Udalls introduce 25×25 RES bill
The bill from Sens. Tom Udall (D-N.M.) and Mark Udall (D-Colo.) is the latest in a long-running campaign to implement a nationwide renewable energy standard; when they were in the House, the Udall cousins introduced their first RES bill in 2002.
The cousins’ bill is unlikely to gain much traction anytime soon, as any attempt to mandate more wind and solar purchasing meets fierce resistance from conservative House Republicans, who say such sources are too expensive to thrive without government support.
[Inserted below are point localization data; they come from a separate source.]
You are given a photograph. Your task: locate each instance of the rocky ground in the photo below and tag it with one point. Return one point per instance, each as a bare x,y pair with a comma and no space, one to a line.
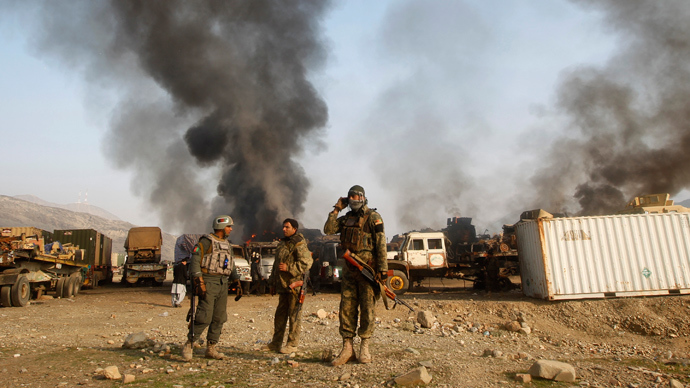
635,342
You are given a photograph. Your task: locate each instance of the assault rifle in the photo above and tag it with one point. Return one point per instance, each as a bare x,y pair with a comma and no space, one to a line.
303,289
369,275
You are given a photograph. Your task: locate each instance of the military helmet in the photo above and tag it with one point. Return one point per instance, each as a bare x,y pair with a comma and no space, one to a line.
221,222
356,189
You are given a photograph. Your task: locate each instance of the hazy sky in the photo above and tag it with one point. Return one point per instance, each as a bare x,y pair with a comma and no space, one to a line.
437,108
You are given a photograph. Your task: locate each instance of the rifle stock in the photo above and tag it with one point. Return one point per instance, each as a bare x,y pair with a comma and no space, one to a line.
369,275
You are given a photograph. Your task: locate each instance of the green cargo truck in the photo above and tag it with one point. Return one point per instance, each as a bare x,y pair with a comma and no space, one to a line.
31,264
97,253
143,261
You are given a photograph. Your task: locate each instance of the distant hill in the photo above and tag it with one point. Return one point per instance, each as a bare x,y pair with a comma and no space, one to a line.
75,207
18,212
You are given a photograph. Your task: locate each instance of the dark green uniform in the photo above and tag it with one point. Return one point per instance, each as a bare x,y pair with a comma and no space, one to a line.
292,251
363,234
211,311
But the Udalls say the proposal deserves more attention because of its potential to provide an economic boost in clean energy industries while making progress in reducing heat-trapping emissions.
“The global clean energy race is increasingly competitive, and our bill is the best way to help America take the lead and build a thriving clean energy economy,” Tom Udall said in a statement. “A national RES will get America running on homegrown clean energy, create almost 300,000 new jobs and help revitalize our rural communities — all while fighting global warming.”
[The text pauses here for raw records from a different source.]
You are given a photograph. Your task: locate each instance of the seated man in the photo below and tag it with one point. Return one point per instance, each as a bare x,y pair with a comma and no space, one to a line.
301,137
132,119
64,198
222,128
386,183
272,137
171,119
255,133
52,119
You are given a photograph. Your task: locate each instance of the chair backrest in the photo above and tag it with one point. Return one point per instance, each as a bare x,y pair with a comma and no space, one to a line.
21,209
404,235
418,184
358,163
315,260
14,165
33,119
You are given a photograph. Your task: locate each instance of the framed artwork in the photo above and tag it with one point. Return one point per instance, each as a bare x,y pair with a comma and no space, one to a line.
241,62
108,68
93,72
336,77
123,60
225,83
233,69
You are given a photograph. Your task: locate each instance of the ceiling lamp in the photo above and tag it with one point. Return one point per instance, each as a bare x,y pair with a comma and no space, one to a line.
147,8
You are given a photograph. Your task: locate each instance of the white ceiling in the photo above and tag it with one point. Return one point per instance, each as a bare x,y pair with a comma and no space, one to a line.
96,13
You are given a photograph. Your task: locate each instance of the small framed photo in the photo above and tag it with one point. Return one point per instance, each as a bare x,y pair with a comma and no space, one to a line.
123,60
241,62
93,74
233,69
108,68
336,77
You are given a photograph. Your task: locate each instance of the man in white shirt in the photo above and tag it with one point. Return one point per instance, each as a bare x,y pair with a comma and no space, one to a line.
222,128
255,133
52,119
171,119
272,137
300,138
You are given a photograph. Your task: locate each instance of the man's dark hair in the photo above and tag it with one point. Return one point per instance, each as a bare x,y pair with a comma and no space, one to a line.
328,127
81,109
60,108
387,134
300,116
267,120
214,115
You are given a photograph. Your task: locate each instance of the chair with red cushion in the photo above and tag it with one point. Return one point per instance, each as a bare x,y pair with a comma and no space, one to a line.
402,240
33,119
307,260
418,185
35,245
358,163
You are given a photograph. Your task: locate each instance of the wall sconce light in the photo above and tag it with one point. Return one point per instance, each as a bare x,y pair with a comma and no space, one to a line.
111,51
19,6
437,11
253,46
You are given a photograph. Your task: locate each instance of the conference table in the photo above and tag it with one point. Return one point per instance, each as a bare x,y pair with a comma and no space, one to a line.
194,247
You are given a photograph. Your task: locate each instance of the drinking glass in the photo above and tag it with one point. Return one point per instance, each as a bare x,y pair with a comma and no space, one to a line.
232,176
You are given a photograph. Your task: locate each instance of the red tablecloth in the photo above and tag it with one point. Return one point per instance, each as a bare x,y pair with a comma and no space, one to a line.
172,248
The last time lawmakers attempted major energy policy was the 111th Congress of 2009-10, and RES proposals were embraced in both chambers before the trickier politics of climate change and the GOP takeover of the House sapped attention from comprehensive bills.
The House-passed cap-and-trade bill included a 20-percent-by-2020 RES; a weaker version, requiring 15 percent renewable electricity by 2020, was included in the broad 2009 Senate energy bill, which emerged from committee with bipartisan support but never made it to the floor.